I know my main focus, but how to break it down and work it into my life is where I am getting a little stuck right now...
So without further ado, my main focus for 2011 is:
'Always look on the bright side of life'
I am a born pessimist, bit like me 'ole Dad and it drives Mr. C bananas... so this year my goal is to learn to be more positive. Part of this is to learn not to stress so much, go with the flow more (kinda have to with kids) and relax. But another important part of it is to assume the best, not the worst - whether that means assume the best in people or situations, even things like today; bad weather doesn't necessarily mean bad day!
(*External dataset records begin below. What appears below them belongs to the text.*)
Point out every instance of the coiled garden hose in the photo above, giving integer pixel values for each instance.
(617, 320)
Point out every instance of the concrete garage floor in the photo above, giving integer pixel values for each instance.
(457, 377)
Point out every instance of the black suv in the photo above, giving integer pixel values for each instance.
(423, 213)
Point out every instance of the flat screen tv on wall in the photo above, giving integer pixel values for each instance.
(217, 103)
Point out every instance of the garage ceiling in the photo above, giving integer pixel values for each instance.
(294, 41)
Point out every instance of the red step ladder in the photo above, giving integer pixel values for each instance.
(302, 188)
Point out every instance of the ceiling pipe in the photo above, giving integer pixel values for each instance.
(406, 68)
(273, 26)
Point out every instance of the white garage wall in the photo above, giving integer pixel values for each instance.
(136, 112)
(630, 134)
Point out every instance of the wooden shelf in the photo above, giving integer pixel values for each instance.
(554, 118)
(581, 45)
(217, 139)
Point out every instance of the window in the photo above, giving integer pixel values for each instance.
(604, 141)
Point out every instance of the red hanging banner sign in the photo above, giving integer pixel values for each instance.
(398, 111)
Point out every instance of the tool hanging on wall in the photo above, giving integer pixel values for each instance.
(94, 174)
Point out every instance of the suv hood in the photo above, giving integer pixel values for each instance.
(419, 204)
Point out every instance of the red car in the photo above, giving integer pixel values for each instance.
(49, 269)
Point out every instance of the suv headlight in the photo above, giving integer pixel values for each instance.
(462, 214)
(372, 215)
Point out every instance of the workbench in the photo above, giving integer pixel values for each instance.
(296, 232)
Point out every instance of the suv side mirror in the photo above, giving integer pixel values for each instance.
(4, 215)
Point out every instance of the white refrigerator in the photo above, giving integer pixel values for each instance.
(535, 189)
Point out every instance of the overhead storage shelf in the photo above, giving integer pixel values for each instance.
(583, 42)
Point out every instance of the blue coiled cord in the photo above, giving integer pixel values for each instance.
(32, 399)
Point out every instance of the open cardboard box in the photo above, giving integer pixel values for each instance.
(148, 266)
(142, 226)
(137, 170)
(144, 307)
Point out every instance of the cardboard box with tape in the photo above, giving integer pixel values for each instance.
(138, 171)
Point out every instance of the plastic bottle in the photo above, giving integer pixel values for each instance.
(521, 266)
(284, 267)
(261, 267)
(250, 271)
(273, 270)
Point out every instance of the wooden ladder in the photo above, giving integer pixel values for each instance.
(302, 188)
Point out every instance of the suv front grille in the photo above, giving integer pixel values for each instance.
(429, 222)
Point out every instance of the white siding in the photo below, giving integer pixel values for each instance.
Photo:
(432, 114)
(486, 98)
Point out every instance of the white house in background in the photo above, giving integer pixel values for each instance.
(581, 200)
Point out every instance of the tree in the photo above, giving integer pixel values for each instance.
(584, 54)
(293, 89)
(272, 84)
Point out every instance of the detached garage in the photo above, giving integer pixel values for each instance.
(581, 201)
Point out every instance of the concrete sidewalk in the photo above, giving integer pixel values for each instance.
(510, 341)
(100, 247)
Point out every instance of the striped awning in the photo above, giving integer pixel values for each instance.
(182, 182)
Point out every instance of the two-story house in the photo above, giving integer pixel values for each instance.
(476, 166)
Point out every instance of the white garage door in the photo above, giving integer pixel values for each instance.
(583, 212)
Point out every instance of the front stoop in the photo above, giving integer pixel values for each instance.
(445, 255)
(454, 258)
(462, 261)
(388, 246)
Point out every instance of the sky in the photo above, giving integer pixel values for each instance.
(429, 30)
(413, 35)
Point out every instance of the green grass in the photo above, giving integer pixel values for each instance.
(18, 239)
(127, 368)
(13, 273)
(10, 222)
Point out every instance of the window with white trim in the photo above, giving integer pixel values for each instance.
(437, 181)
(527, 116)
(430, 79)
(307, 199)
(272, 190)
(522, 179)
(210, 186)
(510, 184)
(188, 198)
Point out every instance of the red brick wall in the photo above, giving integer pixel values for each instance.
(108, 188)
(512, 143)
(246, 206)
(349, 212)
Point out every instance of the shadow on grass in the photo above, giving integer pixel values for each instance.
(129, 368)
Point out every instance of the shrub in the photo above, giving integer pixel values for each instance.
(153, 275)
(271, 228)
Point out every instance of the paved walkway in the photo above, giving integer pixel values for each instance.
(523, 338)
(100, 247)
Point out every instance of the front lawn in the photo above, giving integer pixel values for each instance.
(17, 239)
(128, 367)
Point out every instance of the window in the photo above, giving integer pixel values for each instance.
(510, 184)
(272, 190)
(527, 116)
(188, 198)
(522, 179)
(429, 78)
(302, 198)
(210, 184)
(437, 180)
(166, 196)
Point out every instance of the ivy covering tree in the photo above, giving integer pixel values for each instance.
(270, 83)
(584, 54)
Mr. C also wants me to start slowly regaining some semblance of life... now that we have Button's reflux under control and her sleeping is SO much better (she has been down 1.5 hours now, so I may get the 2 hour sleep I am hoping for *grin*). So part of this is making sure I attend BMG regularly this year (our homegroup), as he is happy to stay at home and babysit - this gives me some spiritual and social input each week. I also want to be more productive in the evenings, quite often we blob at the moment - we hardly ever watch TV, but you'll either find us watching programmes on the computer that Mr. C has downloaded, or we'll both be at our own computers; him studying and me surfing! I used to write loads of poetry and short stories, he loves my writing and has always encouraged me to pursue it - which I haven't, maybe this is the year to consider it?!? I have loads of idea's for novels (I am not saying my writing is worth publishing, or that anything I write will ever be read by anyone else - but if I don't try, I'll never know and I'll be as bad as the servant who buried his talent in Matthew 25). I also want to get into scrapbooking more, not sure if I'll do it with real scrapbooking, or try digital scrapbooking - both intrigue me, and get me excited ;-)! I started and completed my first ever scrapbook last year for Mr. C for his 40th birthday, and was quite proud of it if I must say so myself... but it took a whole lot of time, money and effort to keep going at it - hence the hesitation, I don't really have the time or the finances we had then, let alone the space with a now moving baby, who won't be long before she is crawling; followed by a walking toddler!!!!! I think maybe digital scrapbooking would be easier, I can then use places like www.snapfish.co.nz to print out anything I create...
Anyway, enough from me; I have a habit of dribbling on (even IRL *grin*)!